The Athletic Article and the Media Feud
The fallout didn't stay quiet for long. Shortly before Castellanos signed with San Diego, The Athletic published a detailed account of the clubhouse friction between Castellanos and the Phillies organization, including the Thomson dugout incident. Castellanos took particular issue with the timing of that piece, claiming in a candid April 24, 2026 interview with the San Diego Union-Tribune that the article had been held for four months before being published at a strategically damaging moment — right as he was trying to sign with a new team.
He didn't mince words. According to Yahoo Sports, Castellanos accused Phillies media of prioritizing sensationalism over accuracy, saying they "thrive off of controversy" and "would rather be controversial than truthful." It was the kind of scorched-earth media critique that players rarely deliver openly — and it generated immediate attention.

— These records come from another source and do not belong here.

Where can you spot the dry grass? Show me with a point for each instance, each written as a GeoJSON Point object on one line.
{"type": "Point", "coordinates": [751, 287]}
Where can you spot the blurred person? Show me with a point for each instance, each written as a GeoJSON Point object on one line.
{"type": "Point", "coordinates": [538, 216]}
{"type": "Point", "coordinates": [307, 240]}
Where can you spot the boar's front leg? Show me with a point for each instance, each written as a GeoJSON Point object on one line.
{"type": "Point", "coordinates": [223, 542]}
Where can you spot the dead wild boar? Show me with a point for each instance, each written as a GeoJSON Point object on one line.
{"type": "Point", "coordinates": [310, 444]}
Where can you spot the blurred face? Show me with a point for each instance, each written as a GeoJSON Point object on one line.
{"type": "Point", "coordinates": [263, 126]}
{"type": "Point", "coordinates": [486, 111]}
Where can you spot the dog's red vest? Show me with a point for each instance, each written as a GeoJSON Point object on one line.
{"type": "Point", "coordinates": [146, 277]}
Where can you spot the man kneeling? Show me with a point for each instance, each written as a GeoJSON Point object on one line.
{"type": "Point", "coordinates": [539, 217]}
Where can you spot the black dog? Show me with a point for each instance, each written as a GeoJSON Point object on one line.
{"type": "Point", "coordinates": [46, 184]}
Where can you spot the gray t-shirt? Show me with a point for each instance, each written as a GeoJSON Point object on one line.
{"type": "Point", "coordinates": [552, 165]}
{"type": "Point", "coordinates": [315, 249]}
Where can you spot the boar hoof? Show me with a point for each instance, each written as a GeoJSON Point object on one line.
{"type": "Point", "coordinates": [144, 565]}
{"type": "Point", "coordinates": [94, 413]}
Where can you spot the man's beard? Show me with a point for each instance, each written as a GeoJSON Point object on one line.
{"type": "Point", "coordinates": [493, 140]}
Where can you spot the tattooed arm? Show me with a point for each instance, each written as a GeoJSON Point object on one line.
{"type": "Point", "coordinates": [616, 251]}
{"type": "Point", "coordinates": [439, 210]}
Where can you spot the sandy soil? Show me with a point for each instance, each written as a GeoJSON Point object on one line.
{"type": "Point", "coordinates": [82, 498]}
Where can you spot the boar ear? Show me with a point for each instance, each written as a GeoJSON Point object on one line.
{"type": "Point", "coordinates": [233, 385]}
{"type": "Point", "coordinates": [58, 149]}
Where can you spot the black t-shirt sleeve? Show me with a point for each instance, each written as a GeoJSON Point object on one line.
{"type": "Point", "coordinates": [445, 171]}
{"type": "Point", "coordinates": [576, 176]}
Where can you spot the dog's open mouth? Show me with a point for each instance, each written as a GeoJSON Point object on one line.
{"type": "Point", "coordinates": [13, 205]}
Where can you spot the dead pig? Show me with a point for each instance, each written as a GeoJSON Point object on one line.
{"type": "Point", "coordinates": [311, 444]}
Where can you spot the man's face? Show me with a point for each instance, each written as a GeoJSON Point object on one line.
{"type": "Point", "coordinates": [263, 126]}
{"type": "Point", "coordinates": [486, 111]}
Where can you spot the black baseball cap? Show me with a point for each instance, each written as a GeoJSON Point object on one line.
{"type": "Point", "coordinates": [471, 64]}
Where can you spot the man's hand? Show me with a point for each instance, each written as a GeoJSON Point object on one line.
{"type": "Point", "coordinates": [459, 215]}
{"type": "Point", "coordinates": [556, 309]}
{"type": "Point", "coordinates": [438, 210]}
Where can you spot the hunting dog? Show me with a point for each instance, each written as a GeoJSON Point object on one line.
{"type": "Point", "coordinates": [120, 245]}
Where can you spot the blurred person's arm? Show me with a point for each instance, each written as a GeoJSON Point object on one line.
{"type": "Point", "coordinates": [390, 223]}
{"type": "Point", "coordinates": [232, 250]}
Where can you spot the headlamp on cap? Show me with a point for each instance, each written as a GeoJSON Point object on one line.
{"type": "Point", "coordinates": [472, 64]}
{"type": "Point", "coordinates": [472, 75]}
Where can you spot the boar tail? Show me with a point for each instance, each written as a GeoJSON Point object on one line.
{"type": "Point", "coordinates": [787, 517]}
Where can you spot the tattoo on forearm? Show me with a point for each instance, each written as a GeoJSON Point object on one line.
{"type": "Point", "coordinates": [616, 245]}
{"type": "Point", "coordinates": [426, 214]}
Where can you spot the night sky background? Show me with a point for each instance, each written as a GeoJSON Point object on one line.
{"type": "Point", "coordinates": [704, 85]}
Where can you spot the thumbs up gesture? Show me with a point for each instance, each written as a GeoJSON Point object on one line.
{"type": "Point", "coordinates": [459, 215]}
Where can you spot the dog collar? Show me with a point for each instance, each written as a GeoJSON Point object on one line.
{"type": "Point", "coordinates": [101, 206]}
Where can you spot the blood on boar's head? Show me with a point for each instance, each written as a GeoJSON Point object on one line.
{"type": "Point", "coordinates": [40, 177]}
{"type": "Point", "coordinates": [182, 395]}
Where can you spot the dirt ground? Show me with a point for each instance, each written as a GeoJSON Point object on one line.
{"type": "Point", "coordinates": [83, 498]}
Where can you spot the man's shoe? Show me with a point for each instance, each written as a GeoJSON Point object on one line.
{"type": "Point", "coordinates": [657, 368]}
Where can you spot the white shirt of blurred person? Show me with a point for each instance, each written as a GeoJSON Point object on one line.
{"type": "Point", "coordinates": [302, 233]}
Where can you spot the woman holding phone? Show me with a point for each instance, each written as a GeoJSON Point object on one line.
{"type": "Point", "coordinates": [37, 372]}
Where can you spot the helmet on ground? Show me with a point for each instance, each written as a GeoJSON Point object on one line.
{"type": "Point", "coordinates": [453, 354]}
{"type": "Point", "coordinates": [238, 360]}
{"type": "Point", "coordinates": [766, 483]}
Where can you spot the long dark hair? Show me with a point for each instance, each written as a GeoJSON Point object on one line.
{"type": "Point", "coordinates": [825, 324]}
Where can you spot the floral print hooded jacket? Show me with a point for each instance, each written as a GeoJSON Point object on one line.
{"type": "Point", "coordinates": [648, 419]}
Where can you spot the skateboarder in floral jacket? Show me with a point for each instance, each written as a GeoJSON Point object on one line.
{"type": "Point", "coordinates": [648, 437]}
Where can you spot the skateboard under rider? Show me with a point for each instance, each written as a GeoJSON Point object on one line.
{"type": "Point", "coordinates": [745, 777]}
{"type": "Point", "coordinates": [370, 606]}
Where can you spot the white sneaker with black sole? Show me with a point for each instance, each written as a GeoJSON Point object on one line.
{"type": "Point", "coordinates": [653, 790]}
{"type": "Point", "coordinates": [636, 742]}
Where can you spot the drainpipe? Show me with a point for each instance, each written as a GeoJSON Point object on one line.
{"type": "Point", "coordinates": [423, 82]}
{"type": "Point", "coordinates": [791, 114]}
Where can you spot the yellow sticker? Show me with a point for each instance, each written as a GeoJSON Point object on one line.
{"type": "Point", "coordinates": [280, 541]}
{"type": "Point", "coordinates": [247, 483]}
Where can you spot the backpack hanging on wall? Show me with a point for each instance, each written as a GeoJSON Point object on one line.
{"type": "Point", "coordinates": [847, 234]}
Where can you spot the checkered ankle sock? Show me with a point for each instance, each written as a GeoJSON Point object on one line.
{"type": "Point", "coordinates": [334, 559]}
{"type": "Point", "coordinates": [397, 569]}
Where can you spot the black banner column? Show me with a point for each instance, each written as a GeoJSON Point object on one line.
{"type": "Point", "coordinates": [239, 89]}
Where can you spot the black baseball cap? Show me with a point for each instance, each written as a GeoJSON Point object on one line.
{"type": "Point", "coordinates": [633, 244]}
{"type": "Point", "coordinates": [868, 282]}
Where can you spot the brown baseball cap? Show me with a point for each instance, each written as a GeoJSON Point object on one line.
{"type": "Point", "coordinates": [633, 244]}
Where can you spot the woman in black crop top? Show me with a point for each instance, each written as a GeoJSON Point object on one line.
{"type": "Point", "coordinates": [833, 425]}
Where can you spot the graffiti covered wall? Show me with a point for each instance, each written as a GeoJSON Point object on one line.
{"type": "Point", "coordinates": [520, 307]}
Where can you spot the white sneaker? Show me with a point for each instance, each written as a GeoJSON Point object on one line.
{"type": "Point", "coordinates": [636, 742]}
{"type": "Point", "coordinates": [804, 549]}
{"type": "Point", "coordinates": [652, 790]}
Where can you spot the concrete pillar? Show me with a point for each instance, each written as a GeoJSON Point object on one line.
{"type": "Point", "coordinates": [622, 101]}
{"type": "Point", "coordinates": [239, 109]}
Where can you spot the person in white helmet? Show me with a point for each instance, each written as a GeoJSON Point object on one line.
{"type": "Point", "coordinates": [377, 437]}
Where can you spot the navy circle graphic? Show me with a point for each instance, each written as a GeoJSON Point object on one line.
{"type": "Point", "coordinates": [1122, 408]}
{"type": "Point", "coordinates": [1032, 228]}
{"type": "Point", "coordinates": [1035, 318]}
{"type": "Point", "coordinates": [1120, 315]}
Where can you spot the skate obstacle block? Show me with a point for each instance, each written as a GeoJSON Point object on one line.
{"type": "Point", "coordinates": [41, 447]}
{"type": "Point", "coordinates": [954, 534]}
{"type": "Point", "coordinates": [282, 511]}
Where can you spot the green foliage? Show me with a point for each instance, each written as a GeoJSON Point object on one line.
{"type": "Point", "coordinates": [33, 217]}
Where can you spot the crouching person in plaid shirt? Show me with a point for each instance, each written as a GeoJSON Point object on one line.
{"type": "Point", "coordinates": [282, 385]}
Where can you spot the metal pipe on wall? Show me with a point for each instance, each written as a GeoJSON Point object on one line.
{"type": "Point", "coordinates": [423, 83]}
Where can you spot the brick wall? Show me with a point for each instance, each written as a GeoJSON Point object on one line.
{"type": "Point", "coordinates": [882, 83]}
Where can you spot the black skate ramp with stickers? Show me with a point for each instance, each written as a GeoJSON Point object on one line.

The irony, of course, is that Castellanos' complaints about narrative control came at the exact moment when his on-field performance was making the Phillies' decision look prescient rather than reckless. Criticizing the press when you're hitting .151 is a difficult position to defend, regardless of the merits of the underlying argument about media fairness.
The Padres Experiment: A Brutal Start
Castellanos signed with the San Diego Padres on February 14, 2026, reuniting with Manny Machado, a childhood teammate from Florida. The move made some sense on paper — Petco Park is a pitcher-friendly environment, but the Padres had lineup needs, and Castellanos, 34, was theoretically still capable of producing at a league-average level. The Padres also transitioned him from right field to first base, a positional shift that signaled the organization understood his defensive limitations.
What has unfolded since has been alarming. Through 18 games and 56 plate appearances, Castellanos is posting:
- .151 batting average
- .404 OPS
- 13 OPS+ (league average is 100; 13 means he's been one of the worst hitters in baseball)
- -0.9 bWAR (negative WAR means he's actively costing his team wins)
An OPS+ of 13 is not a slow start — it is historically bad. For context, most replacement-level players produce somewhere around 80 OPS+. At 13, Castellanos is performing at a level that would place him among the worst qualified hitters in the sport. The -0.9 bWAR through 18 games projects to roughly -8 WAR over a full season, which would be one of the single worst seasons in recent MLB history for a position player with regular at-bats.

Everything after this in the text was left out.